= John Braddocke =

English cleric

John Braddocke (1656–1719) was an English cleric.

==Life==
Braddocke was a native of Shropshire, and received his education at St Catharine's Hall, Cambridge, where he was elected to a fellowship (B.A. 1674, M.A. 1678). On leaving the university about 1689, he became chaplain to Sir James Oxenden, 2nd Baronet, of Dean, near Canterbury, and chaplain to Dr. John Battely, rector of the neighbouring parish of Adisham. In 1694 he was nominated by Archbishop Tenison to the perpetual curacy of Folkestone, and on 1 April 1698 he was presented to the vicarage of St. Stephen's, alias Hackington, near Canterbury. On the promotion of Dr. Offspring Blackall, his contemporary at college and close friend, to the see of Exeter in 1707, Braddocke was made the bishop's chaplain, though he got nothing by the appointment except the title.
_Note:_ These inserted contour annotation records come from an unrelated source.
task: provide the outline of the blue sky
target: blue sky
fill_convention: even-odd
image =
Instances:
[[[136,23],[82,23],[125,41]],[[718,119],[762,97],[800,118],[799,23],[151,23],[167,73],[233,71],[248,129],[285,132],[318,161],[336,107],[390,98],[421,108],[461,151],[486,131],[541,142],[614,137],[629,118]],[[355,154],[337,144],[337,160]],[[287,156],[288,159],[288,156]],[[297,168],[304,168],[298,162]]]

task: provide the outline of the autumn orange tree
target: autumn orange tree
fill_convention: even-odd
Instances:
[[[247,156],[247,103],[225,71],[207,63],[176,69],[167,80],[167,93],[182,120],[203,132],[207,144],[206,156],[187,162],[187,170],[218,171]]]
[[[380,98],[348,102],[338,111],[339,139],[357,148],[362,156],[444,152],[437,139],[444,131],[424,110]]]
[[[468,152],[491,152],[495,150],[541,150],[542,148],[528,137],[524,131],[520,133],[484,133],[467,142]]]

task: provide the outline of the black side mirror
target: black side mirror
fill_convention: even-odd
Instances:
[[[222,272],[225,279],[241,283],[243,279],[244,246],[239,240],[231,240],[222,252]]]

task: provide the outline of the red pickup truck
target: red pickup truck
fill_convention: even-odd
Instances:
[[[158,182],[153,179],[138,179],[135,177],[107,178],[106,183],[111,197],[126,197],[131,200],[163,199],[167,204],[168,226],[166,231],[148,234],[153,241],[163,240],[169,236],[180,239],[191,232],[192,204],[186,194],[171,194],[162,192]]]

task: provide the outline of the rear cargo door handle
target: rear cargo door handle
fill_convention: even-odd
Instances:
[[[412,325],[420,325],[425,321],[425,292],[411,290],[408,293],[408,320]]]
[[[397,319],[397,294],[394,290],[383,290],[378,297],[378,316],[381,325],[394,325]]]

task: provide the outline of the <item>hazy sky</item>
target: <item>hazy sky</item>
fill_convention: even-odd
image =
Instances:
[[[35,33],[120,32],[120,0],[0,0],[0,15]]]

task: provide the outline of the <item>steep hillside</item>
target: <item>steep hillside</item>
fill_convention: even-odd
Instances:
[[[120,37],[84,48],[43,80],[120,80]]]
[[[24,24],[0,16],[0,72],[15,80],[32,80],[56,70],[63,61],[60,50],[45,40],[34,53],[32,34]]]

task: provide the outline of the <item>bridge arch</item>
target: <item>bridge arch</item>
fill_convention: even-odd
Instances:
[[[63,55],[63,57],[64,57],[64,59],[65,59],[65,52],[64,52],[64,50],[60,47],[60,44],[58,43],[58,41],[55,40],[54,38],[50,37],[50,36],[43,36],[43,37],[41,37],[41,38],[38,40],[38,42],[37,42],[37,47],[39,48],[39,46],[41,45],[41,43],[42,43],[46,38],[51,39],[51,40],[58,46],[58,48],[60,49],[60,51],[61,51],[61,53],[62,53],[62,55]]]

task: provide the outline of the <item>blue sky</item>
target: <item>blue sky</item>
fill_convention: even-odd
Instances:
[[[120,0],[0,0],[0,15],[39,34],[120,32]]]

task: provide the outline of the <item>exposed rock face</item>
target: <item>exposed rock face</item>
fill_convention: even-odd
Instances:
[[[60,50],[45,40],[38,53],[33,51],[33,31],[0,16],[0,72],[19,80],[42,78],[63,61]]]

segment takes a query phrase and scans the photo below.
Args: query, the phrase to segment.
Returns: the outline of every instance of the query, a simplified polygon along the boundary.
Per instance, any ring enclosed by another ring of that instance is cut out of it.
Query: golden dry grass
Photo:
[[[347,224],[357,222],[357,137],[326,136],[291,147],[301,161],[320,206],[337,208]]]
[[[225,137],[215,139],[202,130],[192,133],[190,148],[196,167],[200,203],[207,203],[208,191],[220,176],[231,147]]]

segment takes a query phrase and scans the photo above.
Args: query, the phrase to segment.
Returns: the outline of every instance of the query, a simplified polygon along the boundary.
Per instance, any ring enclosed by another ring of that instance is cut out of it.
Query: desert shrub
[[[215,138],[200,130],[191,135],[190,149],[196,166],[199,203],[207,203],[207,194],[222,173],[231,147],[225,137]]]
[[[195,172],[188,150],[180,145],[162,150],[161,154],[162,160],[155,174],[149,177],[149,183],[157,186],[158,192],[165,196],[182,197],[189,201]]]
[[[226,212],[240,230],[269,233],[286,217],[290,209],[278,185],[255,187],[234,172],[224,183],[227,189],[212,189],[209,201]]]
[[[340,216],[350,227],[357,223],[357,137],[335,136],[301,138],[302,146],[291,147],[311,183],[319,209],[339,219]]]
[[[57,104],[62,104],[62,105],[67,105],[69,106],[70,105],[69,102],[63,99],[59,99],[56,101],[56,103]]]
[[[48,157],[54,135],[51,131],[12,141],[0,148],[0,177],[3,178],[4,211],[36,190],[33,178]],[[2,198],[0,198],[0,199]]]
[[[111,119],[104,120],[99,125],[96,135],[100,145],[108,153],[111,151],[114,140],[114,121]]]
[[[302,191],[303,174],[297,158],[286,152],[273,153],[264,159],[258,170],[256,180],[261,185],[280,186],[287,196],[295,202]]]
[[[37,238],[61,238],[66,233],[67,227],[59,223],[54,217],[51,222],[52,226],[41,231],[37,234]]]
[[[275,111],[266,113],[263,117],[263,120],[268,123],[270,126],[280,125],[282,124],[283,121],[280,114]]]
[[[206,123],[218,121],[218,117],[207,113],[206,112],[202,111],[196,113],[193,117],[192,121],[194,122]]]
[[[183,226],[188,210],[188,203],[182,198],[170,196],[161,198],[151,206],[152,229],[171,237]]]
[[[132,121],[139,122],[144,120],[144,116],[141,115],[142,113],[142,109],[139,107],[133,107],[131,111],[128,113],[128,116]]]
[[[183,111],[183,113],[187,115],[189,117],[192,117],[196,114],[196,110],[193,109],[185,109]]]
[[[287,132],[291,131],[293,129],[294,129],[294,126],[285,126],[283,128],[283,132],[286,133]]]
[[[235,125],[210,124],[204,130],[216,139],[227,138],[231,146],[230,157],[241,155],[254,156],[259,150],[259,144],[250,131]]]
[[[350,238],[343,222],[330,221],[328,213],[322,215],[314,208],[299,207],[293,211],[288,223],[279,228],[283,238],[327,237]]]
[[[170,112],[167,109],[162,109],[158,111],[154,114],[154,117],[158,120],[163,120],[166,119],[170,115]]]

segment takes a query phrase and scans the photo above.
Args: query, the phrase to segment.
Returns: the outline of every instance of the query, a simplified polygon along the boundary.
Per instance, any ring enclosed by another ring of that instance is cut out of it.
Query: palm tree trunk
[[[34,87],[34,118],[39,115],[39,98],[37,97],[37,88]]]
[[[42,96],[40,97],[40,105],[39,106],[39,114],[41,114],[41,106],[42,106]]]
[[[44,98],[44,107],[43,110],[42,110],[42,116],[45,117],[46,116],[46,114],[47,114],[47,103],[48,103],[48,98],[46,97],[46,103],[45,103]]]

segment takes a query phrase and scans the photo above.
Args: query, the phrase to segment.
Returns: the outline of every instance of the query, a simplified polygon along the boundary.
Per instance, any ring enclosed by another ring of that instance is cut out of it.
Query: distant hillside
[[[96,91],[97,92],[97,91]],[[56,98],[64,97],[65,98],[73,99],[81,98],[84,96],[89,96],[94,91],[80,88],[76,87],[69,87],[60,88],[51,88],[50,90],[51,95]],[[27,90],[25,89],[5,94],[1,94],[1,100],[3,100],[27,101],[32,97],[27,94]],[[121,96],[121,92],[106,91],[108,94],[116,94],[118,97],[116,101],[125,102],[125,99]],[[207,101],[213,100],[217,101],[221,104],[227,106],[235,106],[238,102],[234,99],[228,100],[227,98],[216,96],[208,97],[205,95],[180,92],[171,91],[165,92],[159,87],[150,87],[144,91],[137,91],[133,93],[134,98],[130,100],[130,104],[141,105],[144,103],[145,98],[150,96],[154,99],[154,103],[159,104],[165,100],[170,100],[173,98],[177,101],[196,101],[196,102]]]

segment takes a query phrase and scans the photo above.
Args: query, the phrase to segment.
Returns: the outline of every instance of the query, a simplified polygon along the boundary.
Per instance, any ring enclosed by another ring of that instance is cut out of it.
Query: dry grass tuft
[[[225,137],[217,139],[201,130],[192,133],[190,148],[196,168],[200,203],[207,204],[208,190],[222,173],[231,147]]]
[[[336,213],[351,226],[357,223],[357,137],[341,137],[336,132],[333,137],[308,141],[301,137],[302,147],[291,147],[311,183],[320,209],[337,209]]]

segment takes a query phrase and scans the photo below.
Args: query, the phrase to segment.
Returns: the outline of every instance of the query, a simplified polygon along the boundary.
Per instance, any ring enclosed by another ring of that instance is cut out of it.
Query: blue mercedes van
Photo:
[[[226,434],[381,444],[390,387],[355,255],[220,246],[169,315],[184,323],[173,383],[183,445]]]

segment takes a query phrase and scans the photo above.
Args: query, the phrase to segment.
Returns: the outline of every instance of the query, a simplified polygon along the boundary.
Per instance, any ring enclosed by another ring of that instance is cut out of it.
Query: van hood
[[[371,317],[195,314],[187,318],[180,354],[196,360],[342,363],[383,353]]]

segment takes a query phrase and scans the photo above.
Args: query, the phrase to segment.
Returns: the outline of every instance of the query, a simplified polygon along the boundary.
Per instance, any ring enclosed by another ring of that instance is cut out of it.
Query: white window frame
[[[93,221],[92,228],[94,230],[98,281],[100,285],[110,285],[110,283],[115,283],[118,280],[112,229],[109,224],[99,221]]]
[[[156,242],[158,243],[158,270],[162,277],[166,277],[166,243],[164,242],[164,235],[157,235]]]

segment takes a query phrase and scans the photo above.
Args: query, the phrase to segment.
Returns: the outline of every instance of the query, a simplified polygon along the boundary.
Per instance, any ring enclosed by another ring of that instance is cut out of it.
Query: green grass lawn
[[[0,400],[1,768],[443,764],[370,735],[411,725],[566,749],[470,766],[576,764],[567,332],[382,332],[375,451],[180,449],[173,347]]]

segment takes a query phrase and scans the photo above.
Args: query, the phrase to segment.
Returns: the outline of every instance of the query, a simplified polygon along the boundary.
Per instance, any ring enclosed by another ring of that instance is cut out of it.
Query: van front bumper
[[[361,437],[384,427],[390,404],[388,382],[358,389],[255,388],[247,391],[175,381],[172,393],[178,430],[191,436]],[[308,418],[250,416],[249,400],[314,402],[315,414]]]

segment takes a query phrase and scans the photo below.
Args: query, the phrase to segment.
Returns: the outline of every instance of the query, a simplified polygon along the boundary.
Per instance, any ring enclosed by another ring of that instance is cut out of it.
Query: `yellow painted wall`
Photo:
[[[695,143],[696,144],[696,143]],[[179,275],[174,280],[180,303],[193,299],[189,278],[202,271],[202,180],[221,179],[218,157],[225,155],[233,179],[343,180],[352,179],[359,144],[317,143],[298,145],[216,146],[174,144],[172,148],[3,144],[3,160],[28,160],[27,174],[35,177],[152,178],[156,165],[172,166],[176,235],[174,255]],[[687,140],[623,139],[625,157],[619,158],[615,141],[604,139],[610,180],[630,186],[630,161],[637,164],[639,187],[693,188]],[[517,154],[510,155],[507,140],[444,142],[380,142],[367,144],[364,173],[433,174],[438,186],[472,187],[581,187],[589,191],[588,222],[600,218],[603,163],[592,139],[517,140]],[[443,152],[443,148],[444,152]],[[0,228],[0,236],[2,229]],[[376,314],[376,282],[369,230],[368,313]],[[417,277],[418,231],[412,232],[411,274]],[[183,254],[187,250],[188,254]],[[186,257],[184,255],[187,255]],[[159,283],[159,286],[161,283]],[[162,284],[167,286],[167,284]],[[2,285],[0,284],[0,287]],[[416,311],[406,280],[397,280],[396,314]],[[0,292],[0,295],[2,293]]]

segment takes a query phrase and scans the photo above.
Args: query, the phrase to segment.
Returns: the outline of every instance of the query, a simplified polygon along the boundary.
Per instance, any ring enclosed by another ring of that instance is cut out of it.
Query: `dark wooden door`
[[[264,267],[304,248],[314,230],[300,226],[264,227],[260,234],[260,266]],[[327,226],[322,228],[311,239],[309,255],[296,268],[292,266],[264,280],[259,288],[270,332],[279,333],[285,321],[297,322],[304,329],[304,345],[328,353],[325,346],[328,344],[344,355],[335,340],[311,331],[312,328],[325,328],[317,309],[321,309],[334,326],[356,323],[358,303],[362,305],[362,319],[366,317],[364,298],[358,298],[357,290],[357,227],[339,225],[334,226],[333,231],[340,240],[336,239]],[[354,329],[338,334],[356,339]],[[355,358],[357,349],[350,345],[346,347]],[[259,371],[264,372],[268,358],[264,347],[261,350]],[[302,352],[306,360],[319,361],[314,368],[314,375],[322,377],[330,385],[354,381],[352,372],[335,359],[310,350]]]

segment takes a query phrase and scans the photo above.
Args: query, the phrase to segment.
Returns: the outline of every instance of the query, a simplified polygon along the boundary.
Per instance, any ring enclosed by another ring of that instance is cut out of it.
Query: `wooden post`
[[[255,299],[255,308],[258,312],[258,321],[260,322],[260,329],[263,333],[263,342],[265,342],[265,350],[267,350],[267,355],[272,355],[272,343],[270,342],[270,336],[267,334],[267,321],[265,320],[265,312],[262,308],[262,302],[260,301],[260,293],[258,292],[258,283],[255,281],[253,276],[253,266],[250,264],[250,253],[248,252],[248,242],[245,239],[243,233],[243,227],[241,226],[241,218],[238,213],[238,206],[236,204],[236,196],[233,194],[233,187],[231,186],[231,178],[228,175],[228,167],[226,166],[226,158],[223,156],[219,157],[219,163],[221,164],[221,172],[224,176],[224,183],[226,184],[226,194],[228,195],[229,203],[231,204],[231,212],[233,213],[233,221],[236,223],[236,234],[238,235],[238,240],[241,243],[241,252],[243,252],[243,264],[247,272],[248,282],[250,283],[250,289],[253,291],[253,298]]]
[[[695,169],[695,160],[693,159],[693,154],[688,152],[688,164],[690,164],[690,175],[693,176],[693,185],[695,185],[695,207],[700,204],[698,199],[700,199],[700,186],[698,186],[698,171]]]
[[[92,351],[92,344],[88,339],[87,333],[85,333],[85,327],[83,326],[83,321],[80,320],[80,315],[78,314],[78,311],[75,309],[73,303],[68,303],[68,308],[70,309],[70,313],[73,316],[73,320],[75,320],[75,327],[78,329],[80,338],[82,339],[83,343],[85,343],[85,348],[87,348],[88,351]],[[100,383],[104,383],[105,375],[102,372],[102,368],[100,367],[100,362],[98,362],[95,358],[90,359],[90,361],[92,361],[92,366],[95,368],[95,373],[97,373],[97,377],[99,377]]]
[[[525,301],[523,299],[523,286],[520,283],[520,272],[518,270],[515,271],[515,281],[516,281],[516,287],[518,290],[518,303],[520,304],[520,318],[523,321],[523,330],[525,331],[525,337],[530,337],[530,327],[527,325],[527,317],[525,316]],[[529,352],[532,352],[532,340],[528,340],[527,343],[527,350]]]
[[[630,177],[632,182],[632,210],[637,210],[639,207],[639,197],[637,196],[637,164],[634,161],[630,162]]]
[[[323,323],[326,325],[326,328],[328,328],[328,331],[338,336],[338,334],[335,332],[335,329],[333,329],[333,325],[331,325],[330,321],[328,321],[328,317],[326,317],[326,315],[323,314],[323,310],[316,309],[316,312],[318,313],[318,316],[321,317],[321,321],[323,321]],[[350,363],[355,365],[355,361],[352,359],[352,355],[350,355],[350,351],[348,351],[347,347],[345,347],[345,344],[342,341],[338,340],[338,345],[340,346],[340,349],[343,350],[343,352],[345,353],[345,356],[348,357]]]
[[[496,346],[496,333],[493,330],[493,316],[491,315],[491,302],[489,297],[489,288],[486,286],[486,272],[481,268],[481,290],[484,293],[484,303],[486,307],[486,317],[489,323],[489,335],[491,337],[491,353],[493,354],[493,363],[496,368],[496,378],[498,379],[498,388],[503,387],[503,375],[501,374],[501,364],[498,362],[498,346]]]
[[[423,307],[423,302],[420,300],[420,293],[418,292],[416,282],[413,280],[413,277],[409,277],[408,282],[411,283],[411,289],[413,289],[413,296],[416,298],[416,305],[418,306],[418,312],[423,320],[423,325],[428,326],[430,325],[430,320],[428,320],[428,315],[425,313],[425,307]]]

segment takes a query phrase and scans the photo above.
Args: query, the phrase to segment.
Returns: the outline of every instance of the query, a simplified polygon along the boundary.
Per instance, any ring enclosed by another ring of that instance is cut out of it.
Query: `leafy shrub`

In 1709 he was collated by Archbishop Tenison to the mastership of Eastbridge hospital in Kent. He died in his vicarage house on 14 August 1719, in his sixty-fourth year.

==Works==
- The Doctrine of the Fathers and Schools considered, concerning the Articles of a Trinity of Divine Persons and the Unity of God. In answer to the Animadversions on the Dean of St. Paul's Vindication of the Doctrine of the Holy and ever Blessed Trinity, in defence of those sacred Articles, against the objections of the Socinians, and the misrepresentations of the Animadverter. Part I, 1695, 4to.
- Deus unus et trinus, 4to. This was entirely printed, except the title-page, but was suppressed, and never published, by the desire of Archbishop Tenison, who thought the controversy ought not to be continued.